What if I instead woke up and focused on what I can do in Him? If I turned my eyes to what He tells me matters? As a follower of Jesus, I l know that how a day will turn out can simply come down to where I have fixed my heart’s gaze throughout the each moment. Lately, I have finally begun to really understand the purpose of prayer and reading Scripture on a daily basis. It’s not God’s chore list for us. Life pulls us in a thousand different directions from the moment we wake up. I need His words and a time of speaking/listening to Him in order to keep my head above water, to keep my heart focused on Him. I need prayer and Bible reading to stay constantly in tune with Jesus because, honestly, my heart and head aren’t going to do it for me. I’m so easily distracted, so easily misled, so easily convinced that XYZ is the next best thing for me that I have to constantly remind myself through prayer and reading that He is the answer, He is the best thing for me, He tells me what really matters. This is an ever growing area in my life so please don’t think I spend every day in prayer and reading. Right now, it’s a rarity but it’s so life-giving when it actually happens.

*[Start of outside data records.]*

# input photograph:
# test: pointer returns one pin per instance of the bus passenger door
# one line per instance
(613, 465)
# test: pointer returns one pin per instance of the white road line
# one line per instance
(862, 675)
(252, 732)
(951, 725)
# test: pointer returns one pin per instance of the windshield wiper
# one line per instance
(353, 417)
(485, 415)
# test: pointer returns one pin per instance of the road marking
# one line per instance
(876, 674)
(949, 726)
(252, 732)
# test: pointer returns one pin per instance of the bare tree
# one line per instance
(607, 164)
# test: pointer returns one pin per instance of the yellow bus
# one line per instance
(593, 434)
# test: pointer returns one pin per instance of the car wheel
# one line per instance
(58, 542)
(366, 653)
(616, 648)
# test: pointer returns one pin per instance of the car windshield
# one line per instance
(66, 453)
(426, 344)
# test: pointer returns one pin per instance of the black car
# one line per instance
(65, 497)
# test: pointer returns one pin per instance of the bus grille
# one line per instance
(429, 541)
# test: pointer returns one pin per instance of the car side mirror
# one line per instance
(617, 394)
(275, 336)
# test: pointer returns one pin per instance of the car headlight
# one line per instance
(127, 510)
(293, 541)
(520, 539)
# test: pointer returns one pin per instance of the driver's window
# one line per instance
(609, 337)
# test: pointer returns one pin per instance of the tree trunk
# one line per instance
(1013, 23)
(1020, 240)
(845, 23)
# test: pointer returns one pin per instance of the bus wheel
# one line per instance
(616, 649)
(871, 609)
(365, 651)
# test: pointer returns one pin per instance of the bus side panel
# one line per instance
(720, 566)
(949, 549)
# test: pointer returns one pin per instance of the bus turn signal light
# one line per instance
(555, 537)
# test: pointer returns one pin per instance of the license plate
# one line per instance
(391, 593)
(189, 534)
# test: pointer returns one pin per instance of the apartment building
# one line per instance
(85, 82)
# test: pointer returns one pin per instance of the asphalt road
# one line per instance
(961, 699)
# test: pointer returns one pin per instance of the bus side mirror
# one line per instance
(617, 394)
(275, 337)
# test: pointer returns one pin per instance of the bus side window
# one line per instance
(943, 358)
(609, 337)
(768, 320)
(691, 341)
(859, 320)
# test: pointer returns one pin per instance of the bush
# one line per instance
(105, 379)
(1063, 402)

If this Jesus isn’t someone you know or you think is a load of crap, I encourage you to open a Bible to the book of John and start reading. Seek out a church or a Christian and ask questions. Lots of questions. Hard questions. Pray. Ask God to open your eyes and heart. Message me if you like. I trust that if you truly and wholeheartedly seek Him, you will find Him and that your heart will be changed even if you always thought Christ followers were the crazy ones. We all worship something with our lives. We all believe we have the truth. What truth do you live by? What do you worship?
I am encouraged. I hope maybe one other person is too. I’m glad I sat down to write this post, even though my child is slowly taking apart the humidifier before my very eyes and dinner is going to be quite delayed.